Los últimos debates en redes sociales se centran en su productividad y beneficios en el trabajo. Hay quien exige resultados ante el crecimiento de los medios sociales y su generalización en las organizaciones, considerada como un imperativo del negocio.

Ya no se trata de debatir cómo se limita el uso de las redes sociales en las empresas. El nuevo argumento se centra en la productividad real de éstas y los beneficios que se derivan de su utilización por parte de los empleados. Hay quien exige resultados ante el crecimiento de los medios sociales y su generalización en las organizaciones, considerada como un imperativo del negocio.

Hasta hace bien poco, el mayor problema con el que se enfrentaban las empresas en relación con el uso de las redes sociales en horas de trabajo era cómo limitar el acceso y utilización de sus empleados a éstas. De hecho, un reciente estudio de Robert Half Technology concluye que más de la mitad de las compañías estadounidenses tiene bloqueado el acceso a redes sociales como Facebook o Twitter. Sin embargo, hay un número creciente de firmas que se están convirtiendo en lugares de trabajo hiperconectados. El uso de wikis, blogs, microblogs o redes sociales corporativas comunica a los empleados de forma global y fomenta la colaboración. Así, el nuevo debate ya no se centra en determinar si su uso debe ser limitado, sino en cuantificar la productividad real de unas herramientas con potencial para generar beneficios.
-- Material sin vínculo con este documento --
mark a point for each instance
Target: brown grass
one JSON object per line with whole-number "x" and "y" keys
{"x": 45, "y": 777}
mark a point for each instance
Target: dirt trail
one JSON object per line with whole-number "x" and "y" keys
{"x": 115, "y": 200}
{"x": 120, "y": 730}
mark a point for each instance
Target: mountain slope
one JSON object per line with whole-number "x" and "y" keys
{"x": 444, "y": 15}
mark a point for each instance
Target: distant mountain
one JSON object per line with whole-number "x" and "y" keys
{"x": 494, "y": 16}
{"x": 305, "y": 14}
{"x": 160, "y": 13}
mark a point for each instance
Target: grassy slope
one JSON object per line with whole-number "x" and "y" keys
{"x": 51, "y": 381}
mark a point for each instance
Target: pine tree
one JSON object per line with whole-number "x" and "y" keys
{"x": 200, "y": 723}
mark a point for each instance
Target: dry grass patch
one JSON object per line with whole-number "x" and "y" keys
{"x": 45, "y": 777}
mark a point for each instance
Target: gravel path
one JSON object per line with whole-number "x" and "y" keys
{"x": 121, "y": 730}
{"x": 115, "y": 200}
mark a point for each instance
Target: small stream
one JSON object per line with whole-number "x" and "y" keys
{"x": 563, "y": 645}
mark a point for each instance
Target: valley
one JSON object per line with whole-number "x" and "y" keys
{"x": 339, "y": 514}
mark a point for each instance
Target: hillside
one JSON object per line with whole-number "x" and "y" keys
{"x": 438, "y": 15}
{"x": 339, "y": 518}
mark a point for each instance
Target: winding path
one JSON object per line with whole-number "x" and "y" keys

Dave Willmer, director ejecutivo de Robert Half Technology, asegura que "para determinadas profesiones, estas redes sociales y profesionales pueden ser consideradas como herramientas efectivas de negocio", mientras que Luis López, director del área de recursos humanos de Deloitte, contesta a la posibilidad de restringir el uso de las redes sociales en el trabajo recordando que hace diez años se planteaba la duda acerca del uso de internet en la oficina: "Ahora esto no se entiende, porque resulta una herramienta imprescindible, no sólo para estar al día, sino para tomar decisiones, buscar información y, en nuestro caso, también candidatos". El acceso a estas redes implica productividad, según asegura Brent Coker, del departamento de management y marketing de la Universidad de Melbourne, que ha realizado un estudio que sostiene que los empleados conectados son un 9% más productivos. Coker recuerda que "las compañías gastan millones en software para bloquear el acceso de sus empleados a las redes y a sitios como YouTube, para el uso de herramientas como Facebook o de compras online bajo la pretensión de que éstos cuestan millones en pérdida de productividad".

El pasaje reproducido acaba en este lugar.